The same digital data explosion has played out in the scientific and research realms, as instruments have become higher in resolution and sensors have become less expensive. “And nothing is ever deleted,” added Wichser. “Why? Because you just never can tell what might be hidden there in the raw format for future reference and research. Today’s data management requires a level of sophistication from our researchers to properly tag and curate their files, so that there is value to it in years to come. Understanding what data researchers have will become ever more important as we move forward. Value can be realized through organization. But more importantly, with finite resources, knowing when to discard something is just as important as keeping it.”
Explained Curtis Hillegas, associate CIO, Research Computing, OIT and PICSciE: “When researchers don’t apply best practices to managing their data, it jeopardizes the significant investment of time, resources and funding behind their work.”
He commended Princeton in creating collaborative initiatives such as this workshop “to provide our researchers at all levels with the data management training and infrastructure that will maximize the impact and benefit of the research conducted here.”
Maximizing the impact and benefit of his research is on Jeffrey Bush’s mind, and is the reason he registered for the data management workshop. A participant in the Emerging Scholars in Political Science post-baccalaureate program, Bush is interested in political economy, public finance and socio-economic inequality research.
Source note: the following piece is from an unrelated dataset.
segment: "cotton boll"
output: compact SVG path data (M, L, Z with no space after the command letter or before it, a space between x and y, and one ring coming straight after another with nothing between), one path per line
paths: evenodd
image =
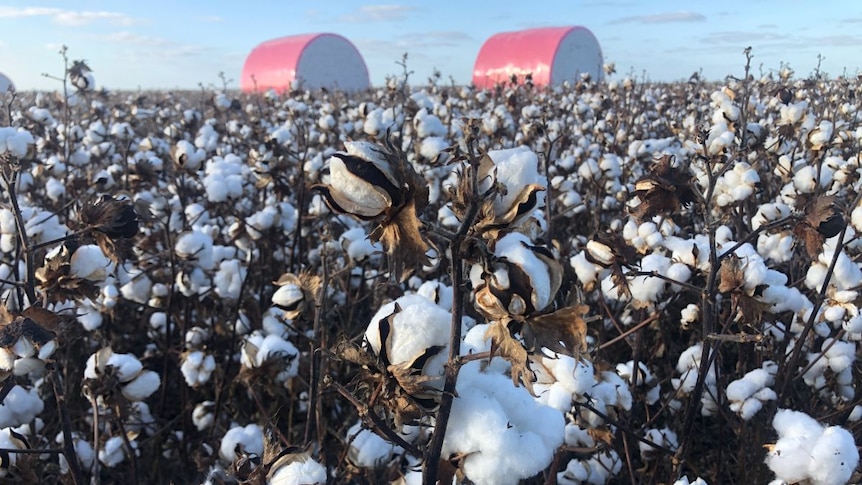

“I’m glad I attended the workshop, because I wanted to gain the necessary skills and knowledge to properly structure the different data sources for both my own research as well as when I am working within my research specialist role,” Bush said. “I would say documentation practices will be very useful to me moving forward. Being able to have coding scripts, alongside detailed research notes, that are functional and reproducible would allow others to participate in the debate on the analysis of the projects findings thus adding greater depth to the topic while increasing academic engagement with the general public, which is my ultimate goal.”